Method1 linear calculation
Calculate the linear rms of both signals:
rms := sqrt ( sum(x*x) / num(x) )
With x are all the samples (usually int16) of an audio track.
A SNR of 6 dB is equivalent to a linear ratio of exp10(6/20) = 2.0
So if you found an average amplitude (rms) of 160 for both of your signal, you'll have either to multiply signal by two or divide noise by two.
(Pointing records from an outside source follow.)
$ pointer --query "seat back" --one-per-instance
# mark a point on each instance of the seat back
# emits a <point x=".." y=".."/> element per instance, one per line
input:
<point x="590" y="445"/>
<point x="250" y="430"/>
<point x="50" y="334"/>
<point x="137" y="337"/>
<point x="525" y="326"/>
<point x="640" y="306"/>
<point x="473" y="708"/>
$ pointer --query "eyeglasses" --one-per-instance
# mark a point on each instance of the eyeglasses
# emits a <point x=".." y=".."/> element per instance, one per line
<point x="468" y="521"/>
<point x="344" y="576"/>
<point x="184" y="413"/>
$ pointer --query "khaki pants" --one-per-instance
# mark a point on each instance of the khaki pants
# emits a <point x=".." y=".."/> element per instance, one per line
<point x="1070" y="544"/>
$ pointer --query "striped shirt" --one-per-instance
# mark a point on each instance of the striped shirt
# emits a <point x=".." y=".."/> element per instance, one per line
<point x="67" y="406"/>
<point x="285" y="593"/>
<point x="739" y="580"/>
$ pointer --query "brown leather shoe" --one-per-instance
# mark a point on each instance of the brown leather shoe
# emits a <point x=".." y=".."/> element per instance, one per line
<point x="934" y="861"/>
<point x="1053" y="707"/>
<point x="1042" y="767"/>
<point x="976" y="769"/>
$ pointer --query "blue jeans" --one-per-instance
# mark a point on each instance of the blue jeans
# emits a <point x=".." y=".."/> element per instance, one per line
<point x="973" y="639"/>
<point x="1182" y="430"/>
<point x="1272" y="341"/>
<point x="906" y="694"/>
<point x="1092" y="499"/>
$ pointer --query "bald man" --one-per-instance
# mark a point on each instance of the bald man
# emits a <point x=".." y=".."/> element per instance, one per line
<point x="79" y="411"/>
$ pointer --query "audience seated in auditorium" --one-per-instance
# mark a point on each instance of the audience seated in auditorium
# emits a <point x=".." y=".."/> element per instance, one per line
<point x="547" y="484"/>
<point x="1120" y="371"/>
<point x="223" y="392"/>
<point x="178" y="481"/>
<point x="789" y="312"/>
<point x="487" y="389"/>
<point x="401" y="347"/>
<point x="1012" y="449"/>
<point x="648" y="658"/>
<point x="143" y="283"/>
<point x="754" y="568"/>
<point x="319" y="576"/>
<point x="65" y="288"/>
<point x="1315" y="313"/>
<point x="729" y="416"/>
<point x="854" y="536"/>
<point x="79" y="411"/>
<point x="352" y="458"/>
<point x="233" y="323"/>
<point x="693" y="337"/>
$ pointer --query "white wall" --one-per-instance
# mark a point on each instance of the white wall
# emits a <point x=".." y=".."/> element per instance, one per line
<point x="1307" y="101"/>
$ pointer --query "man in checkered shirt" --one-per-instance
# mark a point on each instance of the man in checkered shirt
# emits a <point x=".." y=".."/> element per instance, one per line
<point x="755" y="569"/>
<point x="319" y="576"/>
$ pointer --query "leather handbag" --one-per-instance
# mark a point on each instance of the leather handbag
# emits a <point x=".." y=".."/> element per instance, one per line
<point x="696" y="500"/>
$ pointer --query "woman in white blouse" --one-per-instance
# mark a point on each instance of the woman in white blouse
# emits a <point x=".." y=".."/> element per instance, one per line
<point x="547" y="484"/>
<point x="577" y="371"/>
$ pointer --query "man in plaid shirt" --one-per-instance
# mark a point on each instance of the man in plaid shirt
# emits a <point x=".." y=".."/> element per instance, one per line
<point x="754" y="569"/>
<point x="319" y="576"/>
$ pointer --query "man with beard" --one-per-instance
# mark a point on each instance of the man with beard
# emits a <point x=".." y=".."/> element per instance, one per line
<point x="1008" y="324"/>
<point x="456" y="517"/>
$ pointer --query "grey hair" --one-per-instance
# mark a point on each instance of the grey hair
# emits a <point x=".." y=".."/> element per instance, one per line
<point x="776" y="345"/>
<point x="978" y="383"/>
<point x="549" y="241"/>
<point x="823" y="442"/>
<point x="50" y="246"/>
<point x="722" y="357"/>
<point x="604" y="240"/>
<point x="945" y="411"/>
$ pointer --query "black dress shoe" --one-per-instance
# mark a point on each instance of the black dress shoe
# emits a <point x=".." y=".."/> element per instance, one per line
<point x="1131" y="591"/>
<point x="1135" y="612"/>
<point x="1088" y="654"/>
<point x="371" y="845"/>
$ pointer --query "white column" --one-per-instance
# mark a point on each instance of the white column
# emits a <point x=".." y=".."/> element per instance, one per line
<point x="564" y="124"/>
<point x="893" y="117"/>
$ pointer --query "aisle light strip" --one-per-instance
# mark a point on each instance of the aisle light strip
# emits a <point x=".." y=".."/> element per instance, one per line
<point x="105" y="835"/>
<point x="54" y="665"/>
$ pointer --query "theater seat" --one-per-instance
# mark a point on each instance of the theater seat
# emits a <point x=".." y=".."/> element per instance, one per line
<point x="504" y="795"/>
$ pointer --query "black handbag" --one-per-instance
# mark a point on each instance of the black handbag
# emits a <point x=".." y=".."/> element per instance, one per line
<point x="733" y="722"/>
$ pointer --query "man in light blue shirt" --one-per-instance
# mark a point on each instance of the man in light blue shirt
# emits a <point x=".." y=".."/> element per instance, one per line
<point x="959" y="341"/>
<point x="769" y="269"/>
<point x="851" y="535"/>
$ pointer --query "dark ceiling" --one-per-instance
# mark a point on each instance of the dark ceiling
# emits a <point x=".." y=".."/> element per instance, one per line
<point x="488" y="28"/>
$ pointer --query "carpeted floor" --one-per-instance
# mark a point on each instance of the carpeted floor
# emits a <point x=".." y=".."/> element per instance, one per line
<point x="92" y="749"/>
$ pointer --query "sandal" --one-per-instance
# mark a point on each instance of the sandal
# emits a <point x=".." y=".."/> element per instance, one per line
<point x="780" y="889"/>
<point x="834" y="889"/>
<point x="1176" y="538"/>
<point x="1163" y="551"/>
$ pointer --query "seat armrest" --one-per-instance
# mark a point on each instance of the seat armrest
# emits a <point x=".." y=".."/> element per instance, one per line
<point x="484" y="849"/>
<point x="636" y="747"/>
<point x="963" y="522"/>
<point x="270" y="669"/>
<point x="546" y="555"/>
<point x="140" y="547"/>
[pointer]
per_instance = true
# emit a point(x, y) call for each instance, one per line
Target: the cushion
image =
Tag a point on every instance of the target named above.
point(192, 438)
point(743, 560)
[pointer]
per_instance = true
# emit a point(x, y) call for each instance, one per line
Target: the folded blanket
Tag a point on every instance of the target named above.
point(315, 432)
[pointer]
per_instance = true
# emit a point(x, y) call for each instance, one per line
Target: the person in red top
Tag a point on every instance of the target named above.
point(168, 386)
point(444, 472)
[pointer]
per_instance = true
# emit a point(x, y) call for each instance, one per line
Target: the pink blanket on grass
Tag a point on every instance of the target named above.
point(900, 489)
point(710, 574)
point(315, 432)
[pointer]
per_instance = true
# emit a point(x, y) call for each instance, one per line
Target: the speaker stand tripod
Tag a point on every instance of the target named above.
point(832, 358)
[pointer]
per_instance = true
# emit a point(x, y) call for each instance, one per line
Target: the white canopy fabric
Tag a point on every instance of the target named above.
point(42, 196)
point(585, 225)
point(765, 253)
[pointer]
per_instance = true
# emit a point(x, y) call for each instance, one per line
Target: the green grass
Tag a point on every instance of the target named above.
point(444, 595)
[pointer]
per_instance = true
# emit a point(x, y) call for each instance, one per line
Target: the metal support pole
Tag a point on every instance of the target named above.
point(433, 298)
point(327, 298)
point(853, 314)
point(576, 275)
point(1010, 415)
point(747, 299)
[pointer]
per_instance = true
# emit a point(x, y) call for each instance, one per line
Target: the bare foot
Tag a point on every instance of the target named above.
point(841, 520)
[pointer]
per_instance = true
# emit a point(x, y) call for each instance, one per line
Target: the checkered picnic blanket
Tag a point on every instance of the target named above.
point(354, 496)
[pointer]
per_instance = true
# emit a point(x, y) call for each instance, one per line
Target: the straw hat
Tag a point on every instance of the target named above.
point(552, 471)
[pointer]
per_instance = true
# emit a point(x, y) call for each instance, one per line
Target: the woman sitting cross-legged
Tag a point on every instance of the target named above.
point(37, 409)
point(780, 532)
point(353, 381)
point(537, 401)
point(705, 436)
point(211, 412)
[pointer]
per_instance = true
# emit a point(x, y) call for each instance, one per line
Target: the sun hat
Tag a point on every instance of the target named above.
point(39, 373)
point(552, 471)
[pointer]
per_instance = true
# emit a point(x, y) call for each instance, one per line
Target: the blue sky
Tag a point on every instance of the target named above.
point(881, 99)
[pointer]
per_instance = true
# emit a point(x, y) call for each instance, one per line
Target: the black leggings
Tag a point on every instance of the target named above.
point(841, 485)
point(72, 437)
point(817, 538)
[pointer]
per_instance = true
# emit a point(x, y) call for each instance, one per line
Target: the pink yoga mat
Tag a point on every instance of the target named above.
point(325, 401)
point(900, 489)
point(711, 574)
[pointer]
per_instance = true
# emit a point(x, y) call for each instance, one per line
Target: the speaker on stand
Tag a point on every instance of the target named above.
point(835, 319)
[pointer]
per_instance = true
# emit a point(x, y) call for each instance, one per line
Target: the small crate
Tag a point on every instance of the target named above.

This will result in two rms values of 160 and 80 which gives you the expected SNR of 2.0 (linear) or 6.0 dB.
Method2 logarithmic calculation
First calculate linear rms as above (results in signal = 160, noise = 160)
Second calc decibel of this rms values, results in signal=40 dB noise = 40dB
So the current SNR is 40-40 = 0dB, both parts have the same power.
To arrive at an SNR of 6dB you'll have to lower the noise component by 6dB.
The factor needed to do so is exp10(6.0/20.0) = 2.0
So you have to divide your noise signal by 2.0.
This will give you a linear rms of 80 for the noise signal.
So finally you have a SNR = 20.0 * log10(160/80) = 6.0
After modifying the noise signal, you have to mix signal and noise:
for(...) mix[i] = signal[i] + noise[i];
This will result in a noisy signal with the required SNR.